I went to a predominately white high school where I was the only Latina in any of my AP classes. Senior year, my English teacher, Ms. Sayago, suggested that I read How the Garcia Girls Lost Their Accent by Julia Alvarez. At first, I was offended. Why is she singling me out to read a Latina author just because I'm Latina? I became immediately self-conscious. I had never read a book by a Latino/a author, but when I did, I was home. The Dominican Republic that Alvarez vividly describes was so relatable to the Puerto Rico I'd only heard of, the Puerto Rico I considered my native land though born in Newark, New Jersey and only having visited as an infant. The book, speckled with Spanish words and scenes that I could clearly envision, was the start of my love for all things Latino. I wanted to devour every book like this and before the dawn of the internet, roamed bookstore fiction aisles looking for Latino surnames and book titles.

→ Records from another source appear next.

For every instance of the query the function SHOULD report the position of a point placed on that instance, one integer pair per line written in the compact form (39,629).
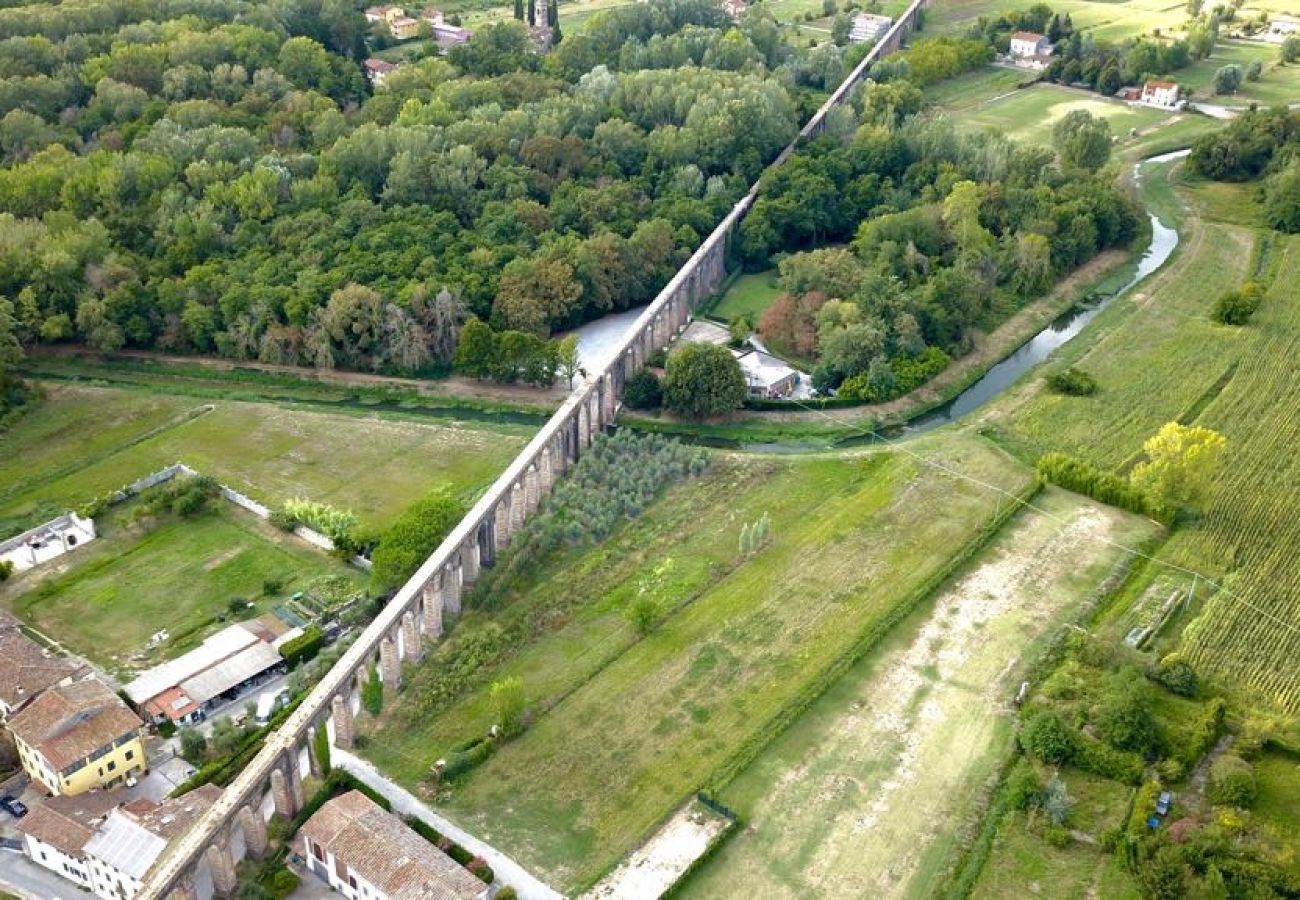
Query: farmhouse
(766,376)
(365,852)
(377,70)
(26,669)
(47,541)
(1162,94)
(446,34)
(217,671)
(867,27)
(78,736)
(131,838)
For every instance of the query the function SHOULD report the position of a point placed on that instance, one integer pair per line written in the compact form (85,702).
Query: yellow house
(79,736)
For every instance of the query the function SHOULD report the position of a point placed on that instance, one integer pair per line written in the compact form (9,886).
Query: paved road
(25,878)
(508,872)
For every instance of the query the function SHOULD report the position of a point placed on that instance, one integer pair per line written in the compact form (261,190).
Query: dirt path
(866,797)
(451,386)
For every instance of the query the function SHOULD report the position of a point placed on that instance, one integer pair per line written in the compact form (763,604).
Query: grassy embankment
(869,794)
(631,727)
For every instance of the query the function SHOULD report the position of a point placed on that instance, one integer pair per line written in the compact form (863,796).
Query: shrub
(1235,307)
(1045,736)
(1073,381)
(642,390)
(411,539)
(1083,477)
(1231,782)
(702,380)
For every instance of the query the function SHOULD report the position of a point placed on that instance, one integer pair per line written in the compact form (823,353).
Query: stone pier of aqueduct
(202,861)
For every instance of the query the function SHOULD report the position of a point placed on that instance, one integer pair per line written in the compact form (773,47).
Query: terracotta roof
(380,848)
(26,669)
(68,723)
(68,823)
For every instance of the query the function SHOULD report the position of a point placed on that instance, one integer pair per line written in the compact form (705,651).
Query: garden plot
(867,795)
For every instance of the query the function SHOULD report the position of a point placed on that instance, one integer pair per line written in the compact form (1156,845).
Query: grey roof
(125,844)
(226,674)
(215,648)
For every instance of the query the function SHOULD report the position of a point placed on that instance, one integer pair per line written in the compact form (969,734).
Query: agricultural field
(1022,864)
(749,295)
(627,728)
(107,598)
(885,764)
(1030,115)
(82,441)
(1279,83)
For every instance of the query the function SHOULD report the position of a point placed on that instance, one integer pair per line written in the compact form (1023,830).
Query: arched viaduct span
(202,860)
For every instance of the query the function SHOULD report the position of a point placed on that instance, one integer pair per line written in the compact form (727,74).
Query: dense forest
(1261,145)
(216,176)
(900,239)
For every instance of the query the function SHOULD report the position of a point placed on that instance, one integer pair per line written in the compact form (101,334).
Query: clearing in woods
(865,796)
(628,728)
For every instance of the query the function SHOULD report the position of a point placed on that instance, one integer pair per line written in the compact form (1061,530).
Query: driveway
(508,872)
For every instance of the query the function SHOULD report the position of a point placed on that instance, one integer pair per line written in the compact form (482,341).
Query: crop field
(105,600)
(85,441)
(632,727)
(750,294)
(867,794)
(1028,115)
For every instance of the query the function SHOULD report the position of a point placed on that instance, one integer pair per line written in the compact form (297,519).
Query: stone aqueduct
(202,861)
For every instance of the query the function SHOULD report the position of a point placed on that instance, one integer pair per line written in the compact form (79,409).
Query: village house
(735,8)
(74,738)
(377,70)
(446,34)
(1162,94)
(220,670)
(367,853)
(47,541)
(869,27)
(1030,50)
(766,376)
(26,669)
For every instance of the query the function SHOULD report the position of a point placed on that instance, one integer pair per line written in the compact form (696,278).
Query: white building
(96,843)
(47,541)
(1162,94)
(367,853)
(869,27)
(217,671)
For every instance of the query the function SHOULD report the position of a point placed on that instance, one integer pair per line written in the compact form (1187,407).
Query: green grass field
(750,294)
(107,598)
(1028,116)
(633,727)
(885,764)
(82,442)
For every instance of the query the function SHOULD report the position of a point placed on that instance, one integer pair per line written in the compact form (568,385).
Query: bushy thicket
(1083,477)
(616,479)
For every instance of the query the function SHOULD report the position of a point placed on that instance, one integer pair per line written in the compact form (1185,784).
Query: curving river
(1164,239)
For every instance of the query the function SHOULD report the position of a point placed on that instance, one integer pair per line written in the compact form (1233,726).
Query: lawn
(1279,83)
(632,727)
(105,600)
(85,441)
(867,795)
(1028,116)
(749,295)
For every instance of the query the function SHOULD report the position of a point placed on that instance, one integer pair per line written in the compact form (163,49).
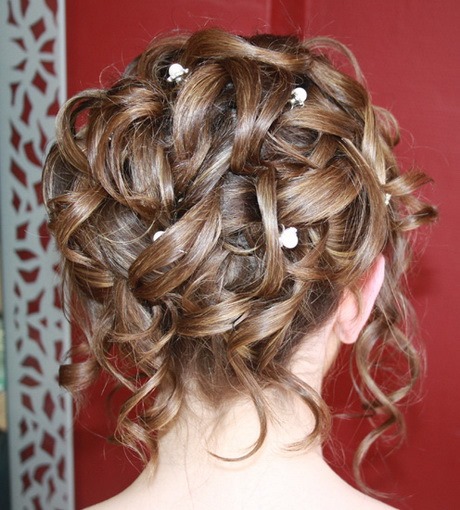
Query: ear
(353,315)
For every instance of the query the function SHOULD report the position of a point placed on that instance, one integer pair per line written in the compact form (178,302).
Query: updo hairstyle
(221,161)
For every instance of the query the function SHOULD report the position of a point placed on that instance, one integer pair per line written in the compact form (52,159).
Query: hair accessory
(288,238)
(158,234)
(299,96)
(176,73)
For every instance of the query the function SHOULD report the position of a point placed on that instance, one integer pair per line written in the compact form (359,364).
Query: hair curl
(221,163)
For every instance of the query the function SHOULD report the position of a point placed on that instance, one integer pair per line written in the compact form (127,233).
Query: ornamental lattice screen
(32,81)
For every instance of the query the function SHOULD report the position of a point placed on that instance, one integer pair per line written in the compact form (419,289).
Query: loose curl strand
(221,163)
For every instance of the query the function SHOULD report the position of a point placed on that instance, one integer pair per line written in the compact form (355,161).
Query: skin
(187,477)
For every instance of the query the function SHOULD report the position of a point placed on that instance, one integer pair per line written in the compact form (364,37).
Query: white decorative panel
(32,81)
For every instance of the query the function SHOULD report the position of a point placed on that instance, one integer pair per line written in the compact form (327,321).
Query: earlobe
(352,316)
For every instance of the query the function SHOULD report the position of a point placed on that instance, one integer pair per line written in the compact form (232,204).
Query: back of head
(169,194)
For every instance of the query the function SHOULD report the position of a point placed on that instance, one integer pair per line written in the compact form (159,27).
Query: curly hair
(220,163)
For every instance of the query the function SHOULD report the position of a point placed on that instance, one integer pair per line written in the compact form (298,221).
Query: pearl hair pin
(288,238)
(299,96)
(158,234)
(176,73)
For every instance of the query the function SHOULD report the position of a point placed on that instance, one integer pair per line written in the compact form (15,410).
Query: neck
(202,440)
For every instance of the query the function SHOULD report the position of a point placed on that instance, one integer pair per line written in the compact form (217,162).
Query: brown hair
(222,163)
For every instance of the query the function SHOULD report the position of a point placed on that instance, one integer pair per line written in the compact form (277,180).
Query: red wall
(409,51)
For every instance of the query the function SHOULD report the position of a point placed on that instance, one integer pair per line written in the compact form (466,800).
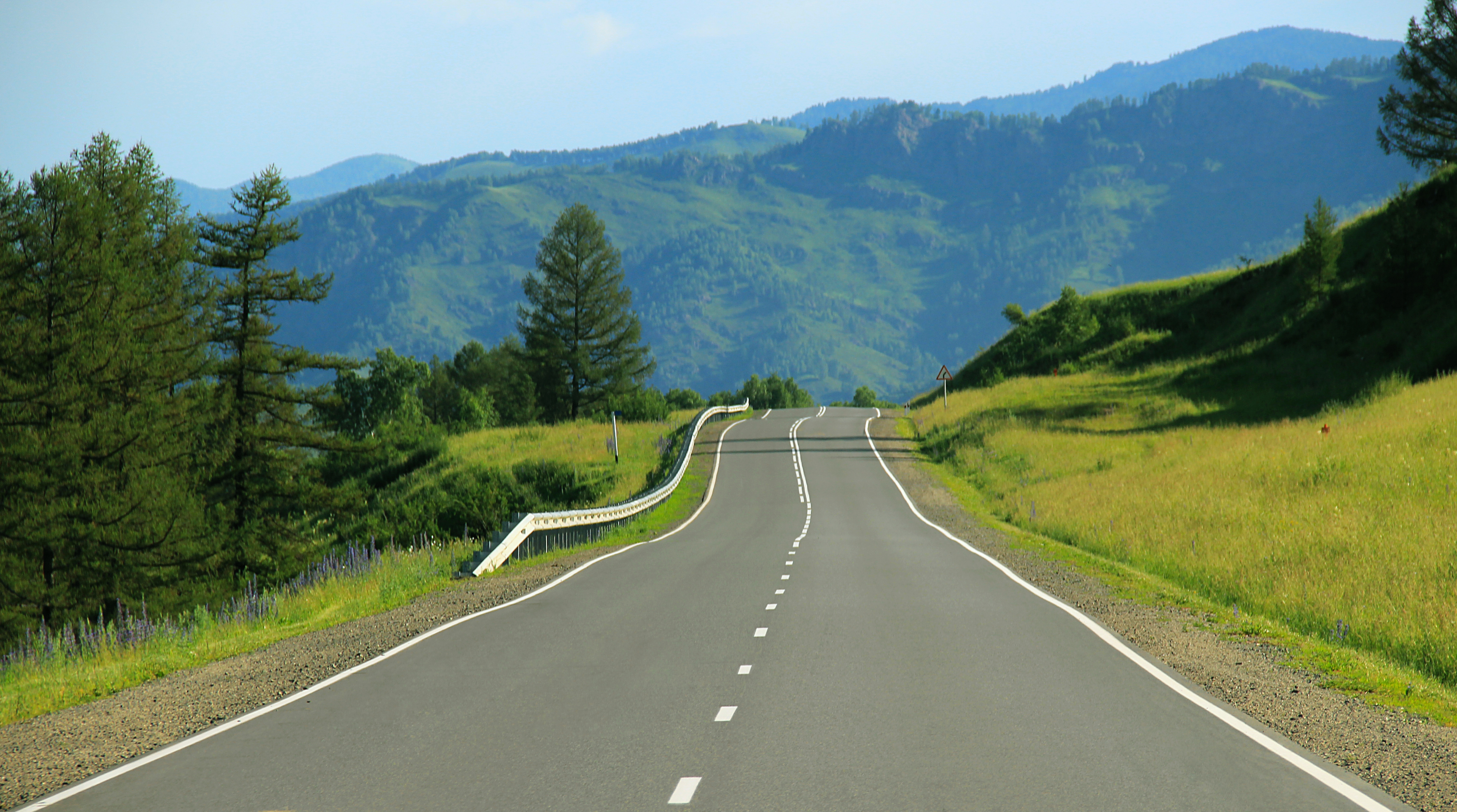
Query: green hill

When I came across Sandra Cisneros' works, however, I assumed I wouldn't relate. That Latina was different than me. She was Mexican from the Southwest. I was Puerto Rican from the Northeast. I read Julia Ortiz-Cofer and stories that spoke of poverty, housing projects, and dysfunction. I didn't even like mangoes. What could House on Mango Street do for me?
But as I went into the 2012 National Council of La Raza Annual Conference in Las Vegas, specifically, the Latinas Brunch, eyes, ears and heart wide open to receive the kind of inspiration that leads to action (like writing this piece), I was haunted knowing that Cisneros was going to be a part of that afternoon's highly-touted workshop, The Adelante Movement, led by Nely Galan, and featuring Cisneros amongst others intent on giving Latinas the tools for financial self-empowerment. "Don't buy shoes, buy a building!" screamed the promotional materials. Suze Orman was the keynote speaker for the brunch, and I was in this highly motivated euphoria as I moved into the Adelante workshop. I was excited about the discussion, but ashamed about dismissing Cisneros' role. I was being judgmental, and there was no room for it in the midst of all this girl power.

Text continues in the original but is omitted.